★★★☆☆

130 min | R | September 25, 2020 | Netflix

Seven men go on trial for crossing state lines to start a riot at the 1968 Democratic Convention. The government wants a conviction. Aaron Sorkin wants a standing ovation, and he engineers one whether the history earns it or not.

It is 1969 and seven men sit in a federal courtroom in Chicago. The charge is conspiracy to cross state lines and incite the riots that erupted at the 1968 Democratic National Convention. The defendants come from different movements and want different things. Some seek revolution. Some seek an end to the war and a seat at the table. The film treats the trial as a proxy battle between the state and the right to protest it, and it argues that the prosecution exists to punish ideas rather than acts.

Sacha Baron Cohen plays Abbie Hoffman as a performer who understands the trial is theater and refuses to pretend otherwise. He delivers his lines like a comedian working a hostile room. Eddie Redmayne plays Tom Hayden as the cautious institutionalist who still believes in the system that is grinding him down. The friction between Hoffman and Hayden carries the film. Mark Rylance plays defense attorney William Kunstler with weary precision and a temper that surfaces only when the court abandons all pretense of fairness. Frank Langella plays Judge Julius Hoffman as a petty man who mistakes contempt for authority, and Yahya Abdul-Mateen II plays Bobby Seale as the one defendant the system refuses to even pretend to hear.

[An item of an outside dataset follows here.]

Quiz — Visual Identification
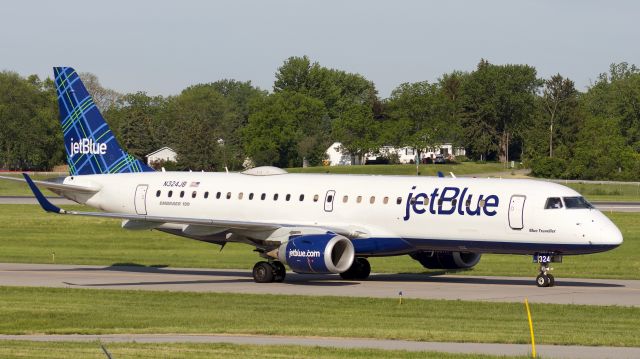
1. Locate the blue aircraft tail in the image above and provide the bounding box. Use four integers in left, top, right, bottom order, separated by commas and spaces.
53, 67, 153, 175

Aaron Sorkin directs his own screenplay and stages most of it as a series of verbal duels. The script does what Sorkin scripts do. It moves fast, lands its arguments in clean rhetorical beats, and gives every character a speech. The editing cross-cuts between the sterile courtroom and the chaos in the streets, using witness testimony to trigger the flashbacks so the past arrives as contested memory rather than settled fact. That structure is the smartest choice in the film. The staging is plainer, and long stretches play like a filmed debate where the camera simply finds whoever is talking.

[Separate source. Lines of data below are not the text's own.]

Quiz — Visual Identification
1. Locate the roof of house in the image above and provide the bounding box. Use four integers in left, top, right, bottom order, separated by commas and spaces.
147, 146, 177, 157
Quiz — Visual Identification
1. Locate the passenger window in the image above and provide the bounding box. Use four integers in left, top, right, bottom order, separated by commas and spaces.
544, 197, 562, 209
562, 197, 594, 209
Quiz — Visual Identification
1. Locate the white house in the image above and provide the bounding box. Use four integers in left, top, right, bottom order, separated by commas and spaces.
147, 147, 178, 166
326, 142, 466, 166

Sorkin believes in the courtroom as a stage for moral clarity, and that faith is both the engine and the limit of the film. The dialogue crackles and the ensemble runs deep, but the mess of 1968 gets sanded into a story about decent men finding the right words at the right moment. The real trial was uglier and far less resolved than this. The film wants you on your feet at the end, and it builds toward that moment with great skill. It is a well-made machine for producing a feeling, and the feeling is real even when the history is too clean.